Presenting a wiser worldview - a political model harmonious with the nature of the universe - John Holman tasks humanity with creating a planetary civilization of sublime proportions, beyond capitalism and nationalism.
Verdict: In doing so, Holman illustrates a democratically elected world parliament and an economic system based on the pursuit of societal and environmental well-being rather than growth. This is essential reading for policymakers, philosophers, social activists, and anybody else interested in the big picture and global solutions.
Telling it like it is, author John Holman has written a quite profoundly wondrous new book here, and one that should be used to extract differing opinions from those who would hotly debate the subject matter - especially those that believe in the necessity of undertaking possibly radical ways for sustaining our collective planetary existence.
For as we all well know by now, sustaining our collective planetary existence requires a combination of individual actions, community involvement, and global cooperation, and although Holman’s overview could easily become a worldview, should this book be undertaken by a much wider audience, the underlying challenges we face on a daily basis truly exposes the shortcomings of rationalism and materialism that we exist within.
Having grown up with parents that also cared about such a thing, a sustainable development - which is a “development that meets the needs of the present without compromising the ability of future generations to meet their own needs” - admittedly fulfills needs that are “in particular the essential needs of the world’s poor” (World Commission on Environment and Development, 1987), and yet at the same time sadly showcases humanities disability to create a planetary civilization of sublime proportions, beyond capitalism and nationalism.
I mean, sustainability, as by this definition, includes an ecological, economical, and social component.

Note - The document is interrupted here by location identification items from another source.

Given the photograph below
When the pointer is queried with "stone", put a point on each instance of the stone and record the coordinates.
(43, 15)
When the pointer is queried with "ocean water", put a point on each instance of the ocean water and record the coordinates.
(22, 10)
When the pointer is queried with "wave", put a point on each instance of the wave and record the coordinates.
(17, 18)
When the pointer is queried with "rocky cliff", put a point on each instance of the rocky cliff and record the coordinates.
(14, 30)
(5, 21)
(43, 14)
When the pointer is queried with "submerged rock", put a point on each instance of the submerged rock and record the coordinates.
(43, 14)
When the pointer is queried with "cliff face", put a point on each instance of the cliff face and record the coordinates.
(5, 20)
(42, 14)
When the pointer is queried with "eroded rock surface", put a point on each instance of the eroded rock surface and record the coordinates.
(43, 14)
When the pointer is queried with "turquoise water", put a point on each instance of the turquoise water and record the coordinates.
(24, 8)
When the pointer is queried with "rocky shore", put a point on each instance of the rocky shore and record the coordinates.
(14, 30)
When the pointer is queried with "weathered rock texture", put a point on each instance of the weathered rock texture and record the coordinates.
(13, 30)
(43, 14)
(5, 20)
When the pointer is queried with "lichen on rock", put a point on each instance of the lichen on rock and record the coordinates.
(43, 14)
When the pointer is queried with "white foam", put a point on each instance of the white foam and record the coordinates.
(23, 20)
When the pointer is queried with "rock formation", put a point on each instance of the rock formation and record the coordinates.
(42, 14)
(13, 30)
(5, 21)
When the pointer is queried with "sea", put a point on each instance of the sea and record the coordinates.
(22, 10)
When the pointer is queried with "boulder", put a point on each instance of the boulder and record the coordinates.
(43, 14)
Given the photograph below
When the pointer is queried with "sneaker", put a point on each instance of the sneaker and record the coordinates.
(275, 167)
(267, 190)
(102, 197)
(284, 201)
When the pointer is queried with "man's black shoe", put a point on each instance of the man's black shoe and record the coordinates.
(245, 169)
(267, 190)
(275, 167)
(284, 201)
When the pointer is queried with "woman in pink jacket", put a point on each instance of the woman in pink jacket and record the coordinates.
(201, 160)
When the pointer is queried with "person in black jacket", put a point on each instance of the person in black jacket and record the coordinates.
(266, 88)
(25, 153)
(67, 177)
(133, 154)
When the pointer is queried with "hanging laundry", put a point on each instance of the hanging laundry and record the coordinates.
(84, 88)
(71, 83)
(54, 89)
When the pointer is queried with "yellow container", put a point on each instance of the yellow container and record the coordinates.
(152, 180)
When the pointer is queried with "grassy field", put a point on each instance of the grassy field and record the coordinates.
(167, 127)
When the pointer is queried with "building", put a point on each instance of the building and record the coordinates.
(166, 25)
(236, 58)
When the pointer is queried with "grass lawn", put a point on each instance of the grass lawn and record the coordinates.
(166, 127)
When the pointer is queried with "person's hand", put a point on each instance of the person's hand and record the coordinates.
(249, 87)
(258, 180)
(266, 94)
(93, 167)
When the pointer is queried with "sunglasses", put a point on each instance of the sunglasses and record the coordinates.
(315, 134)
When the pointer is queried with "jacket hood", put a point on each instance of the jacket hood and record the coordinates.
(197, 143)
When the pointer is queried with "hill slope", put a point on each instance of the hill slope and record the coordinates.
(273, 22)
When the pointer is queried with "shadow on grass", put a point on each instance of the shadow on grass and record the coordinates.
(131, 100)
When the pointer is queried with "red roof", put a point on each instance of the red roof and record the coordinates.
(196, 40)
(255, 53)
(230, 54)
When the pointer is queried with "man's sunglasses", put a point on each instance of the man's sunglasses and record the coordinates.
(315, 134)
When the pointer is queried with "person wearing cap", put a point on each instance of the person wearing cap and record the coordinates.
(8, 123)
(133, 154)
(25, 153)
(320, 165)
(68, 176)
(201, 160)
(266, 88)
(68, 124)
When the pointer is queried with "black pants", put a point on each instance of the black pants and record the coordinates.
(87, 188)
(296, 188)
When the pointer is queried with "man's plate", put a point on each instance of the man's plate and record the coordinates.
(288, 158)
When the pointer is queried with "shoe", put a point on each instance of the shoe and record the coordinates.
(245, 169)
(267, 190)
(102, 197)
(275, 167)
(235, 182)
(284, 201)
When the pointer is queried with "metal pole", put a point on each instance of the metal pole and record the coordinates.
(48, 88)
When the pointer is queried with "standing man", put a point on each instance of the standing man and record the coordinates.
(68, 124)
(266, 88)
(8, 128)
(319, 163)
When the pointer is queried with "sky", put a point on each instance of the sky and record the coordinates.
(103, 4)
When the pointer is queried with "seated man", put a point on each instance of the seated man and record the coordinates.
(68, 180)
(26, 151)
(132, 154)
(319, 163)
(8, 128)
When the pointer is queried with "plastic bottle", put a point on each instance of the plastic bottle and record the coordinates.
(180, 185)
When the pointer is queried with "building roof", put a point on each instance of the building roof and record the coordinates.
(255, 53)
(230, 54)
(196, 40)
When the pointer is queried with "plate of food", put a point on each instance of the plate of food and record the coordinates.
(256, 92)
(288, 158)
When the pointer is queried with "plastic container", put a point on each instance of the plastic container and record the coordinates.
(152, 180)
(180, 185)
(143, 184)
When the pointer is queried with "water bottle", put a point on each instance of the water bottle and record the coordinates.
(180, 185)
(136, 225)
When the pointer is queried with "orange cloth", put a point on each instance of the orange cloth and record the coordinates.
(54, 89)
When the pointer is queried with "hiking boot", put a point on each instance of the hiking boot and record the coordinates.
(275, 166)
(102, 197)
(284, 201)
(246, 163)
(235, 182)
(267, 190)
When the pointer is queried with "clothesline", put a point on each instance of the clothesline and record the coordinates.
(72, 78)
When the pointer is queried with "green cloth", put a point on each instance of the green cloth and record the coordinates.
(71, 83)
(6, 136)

This definition is the most widely accepted one, and was actually first coined as a term “planetary sustainability” by NASA in 2014, and comes with three main objectives:
1.
A world in which all people have access to abundant water, food and energy, as well as protection from severe storms and climate change impacts
2.
Healthy and sustainable worldwide economic growth from renewable products and resources
3.
A multi-planetary society, where the resources of the Solar System are available to the people of Earth
Thus How to Run a Planet: An Essential Guide to the Big Picture and Global Solutions, is a very important read, dutifully filled with en masse of knowledge that can hopefully guide us into achieving a social and environmental well-being for all.
About the Author - John Holman PhD is a philosopher and changemaker who holds degrees in the arts, philosophy and religious studies. He is a leading authority on Western esotericism. Alongside writing and lecturing he has worked as a change consultant on European Union projects, and is an adviser and contributor to The Galileo Commission and Democracy Without Borders. He lives in Devon, UK.